ChimeraLoRA: Multi-Head LoRA-Guided Synthetic Datasets
Hoyoung Kim, Minwoo Jang, Jabin Koo, Sangdoo Yun, Jungseul Ok
TL;DR
ChimeraLoRA addresses data scarcity in specialized and long-tailed domains by unifying class-level priors and image-specific details through a multi-head LoRA framework. It uses a shared adapter $A$ for class priors and per-image adapters $\mathcal{B}$, augmented by semantic boosting with bounding boxes, and generates images by merging heads via weights $w\sim\text{Dirichlet}(\boldsymbol{\alpha})$ to form $B'$. The method demonstrates improved downstream accuracy and a reduced synthetic-to-real gap across diverse datasets, including medical and long-tail tasks, while using fewer trainable parameters than baselines. These results suggest practical viability for few-shot learning regimes where data collection is constrained, enabling more robust and diverse synthetic datasets for training. The approach offers a principled way to balance fidelity and diversity in diffusion-model–based data augmentation and highlights opportunities for extending semantic-aware augmentation with soft labels or per-semantic sampling.
Abstract
Beyond general recognition tasks, specialized domains including privacy-constrained medical applications and fine-grained settings often encounter data scarcity, especially for tail classes.

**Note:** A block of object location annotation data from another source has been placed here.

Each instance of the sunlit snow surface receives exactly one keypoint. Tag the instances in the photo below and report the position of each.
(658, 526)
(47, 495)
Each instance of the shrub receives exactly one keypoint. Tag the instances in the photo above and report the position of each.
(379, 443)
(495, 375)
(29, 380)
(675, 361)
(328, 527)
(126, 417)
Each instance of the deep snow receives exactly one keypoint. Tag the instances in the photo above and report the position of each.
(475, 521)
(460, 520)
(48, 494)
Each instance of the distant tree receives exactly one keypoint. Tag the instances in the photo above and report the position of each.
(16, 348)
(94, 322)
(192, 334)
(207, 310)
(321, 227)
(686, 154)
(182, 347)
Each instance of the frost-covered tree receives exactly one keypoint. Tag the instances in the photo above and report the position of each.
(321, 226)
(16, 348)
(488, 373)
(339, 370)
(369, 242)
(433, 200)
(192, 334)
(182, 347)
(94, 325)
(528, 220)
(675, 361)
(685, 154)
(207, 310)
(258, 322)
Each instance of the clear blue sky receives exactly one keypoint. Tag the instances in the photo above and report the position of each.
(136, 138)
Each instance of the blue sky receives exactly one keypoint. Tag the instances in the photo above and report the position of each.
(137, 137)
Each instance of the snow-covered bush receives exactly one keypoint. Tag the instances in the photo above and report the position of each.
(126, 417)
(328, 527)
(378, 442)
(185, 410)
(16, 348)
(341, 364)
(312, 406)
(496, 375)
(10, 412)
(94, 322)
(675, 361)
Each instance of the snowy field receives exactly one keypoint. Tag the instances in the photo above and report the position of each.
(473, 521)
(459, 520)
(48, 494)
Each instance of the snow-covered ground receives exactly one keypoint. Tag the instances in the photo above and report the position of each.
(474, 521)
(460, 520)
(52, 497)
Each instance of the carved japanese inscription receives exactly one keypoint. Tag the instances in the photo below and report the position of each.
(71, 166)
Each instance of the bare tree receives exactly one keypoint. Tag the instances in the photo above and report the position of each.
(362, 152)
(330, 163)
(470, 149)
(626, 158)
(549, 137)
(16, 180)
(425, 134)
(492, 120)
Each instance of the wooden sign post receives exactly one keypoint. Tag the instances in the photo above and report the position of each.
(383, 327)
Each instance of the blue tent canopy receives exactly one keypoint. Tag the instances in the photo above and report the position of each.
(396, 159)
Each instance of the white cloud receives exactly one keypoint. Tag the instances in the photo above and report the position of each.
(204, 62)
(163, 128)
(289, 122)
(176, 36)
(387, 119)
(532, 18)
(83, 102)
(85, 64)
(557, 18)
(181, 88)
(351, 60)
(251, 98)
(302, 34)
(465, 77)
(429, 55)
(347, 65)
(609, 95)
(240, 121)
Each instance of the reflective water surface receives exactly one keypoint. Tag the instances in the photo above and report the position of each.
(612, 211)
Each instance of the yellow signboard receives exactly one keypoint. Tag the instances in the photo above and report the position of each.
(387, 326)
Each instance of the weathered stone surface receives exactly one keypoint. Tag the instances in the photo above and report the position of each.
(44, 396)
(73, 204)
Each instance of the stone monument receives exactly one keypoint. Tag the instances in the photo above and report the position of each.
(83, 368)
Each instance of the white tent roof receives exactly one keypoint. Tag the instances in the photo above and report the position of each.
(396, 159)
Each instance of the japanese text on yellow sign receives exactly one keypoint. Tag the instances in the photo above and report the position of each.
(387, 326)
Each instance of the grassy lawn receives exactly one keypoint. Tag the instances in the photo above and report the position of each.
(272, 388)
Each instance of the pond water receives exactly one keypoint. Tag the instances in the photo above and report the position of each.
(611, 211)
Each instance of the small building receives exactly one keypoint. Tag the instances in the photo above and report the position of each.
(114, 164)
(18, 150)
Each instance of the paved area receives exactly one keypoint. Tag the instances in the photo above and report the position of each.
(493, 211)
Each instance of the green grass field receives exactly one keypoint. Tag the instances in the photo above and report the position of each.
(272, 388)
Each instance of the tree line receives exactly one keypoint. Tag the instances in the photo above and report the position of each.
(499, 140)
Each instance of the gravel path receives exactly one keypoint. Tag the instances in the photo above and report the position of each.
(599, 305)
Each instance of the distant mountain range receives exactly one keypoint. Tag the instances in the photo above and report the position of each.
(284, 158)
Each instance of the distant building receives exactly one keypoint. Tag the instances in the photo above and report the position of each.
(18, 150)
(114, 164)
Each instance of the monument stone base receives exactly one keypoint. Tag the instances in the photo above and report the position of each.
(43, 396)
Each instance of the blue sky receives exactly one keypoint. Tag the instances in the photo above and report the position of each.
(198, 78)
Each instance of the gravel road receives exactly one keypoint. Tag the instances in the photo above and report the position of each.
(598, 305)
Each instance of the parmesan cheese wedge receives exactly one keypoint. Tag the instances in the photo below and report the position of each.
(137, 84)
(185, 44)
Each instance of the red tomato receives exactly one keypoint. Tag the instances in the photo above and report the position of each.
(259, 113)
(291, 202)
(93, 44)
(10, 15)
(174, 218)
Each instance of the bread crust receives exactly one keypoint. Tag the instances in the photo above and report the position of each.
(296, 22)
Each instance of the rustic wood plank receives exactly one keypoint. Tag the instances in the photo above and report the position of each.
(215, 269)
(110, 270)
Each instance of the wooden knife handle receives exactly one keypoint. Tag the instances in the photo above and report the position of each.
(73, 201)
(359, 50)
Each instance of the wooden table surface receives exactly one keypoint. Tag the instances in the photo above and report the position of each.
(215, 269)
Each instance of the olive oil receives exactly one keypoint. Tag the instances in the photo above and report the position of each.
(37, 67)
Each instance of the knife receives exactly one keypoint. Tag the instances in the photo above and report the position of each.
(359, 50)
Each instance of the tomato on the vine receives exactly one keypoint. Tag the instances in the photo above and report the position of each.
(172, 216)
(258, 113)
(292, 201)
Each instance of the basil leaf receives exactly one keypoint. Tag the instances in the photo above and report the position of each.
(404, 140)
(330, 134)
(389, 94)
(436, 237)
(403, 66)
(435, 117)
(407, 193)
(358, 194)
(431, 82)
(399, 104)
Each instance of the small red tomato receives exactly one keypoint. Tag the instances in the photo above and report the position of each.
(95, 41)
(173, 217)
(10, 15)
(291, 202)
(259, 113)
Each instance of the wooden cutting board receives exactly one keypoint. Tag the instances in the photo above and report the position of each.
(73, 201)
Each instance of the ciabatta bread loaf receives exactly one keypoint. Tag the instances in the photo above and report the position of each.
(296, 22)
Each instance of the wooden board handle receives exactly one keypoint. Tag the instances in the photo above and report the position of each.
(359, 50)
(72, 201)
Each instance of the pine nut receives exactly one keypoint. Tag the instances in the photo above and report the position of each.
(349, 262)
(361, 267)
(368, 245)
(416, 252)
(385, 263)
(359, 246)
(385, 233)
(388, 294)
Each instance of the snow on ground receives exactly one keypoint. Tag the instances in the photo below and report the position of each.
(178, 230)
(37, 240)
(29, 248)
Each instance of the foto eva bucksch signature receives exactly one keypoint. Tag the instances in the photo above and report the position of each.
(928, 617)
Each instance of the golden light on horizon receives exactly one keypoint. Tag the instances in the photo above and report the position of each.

To obtain less biased and more reliable models under such scarcity, practitioners leverage diffusion models to supplement underrepresented regions of real data. Specifically, recent studies fine-tune pretrained diffusion models with LoRA on few-shot real sets to synthesize additional images. While an image-wise LoRA trained on a single image captures fine-grained details yet offers limited diversity, a class-wise LoRA trained over all shots produces diverse images as it encodes class priors yet tends to overlook fine details. To combine both benefits, we separate the adapter into a class-shared LoRA~$A$ for class priors and per-image LoRAs~$\mathcal{B}$ for image-specific characteristics. To expose coherent class semantics in the shared LoRA~$A$, we propose a semantic boosting by preserving class bounding boxes during training. For generation, we compose $A$ with a mixture of $\mathcal{B}$ using coefficients drawn from a Dirichlet distribution. Across diverse datasets, our synthesized images are both diverse and detail-rich while closely aligning with the few-shot real distribution, yielding robust gains in downstream classification accuracy.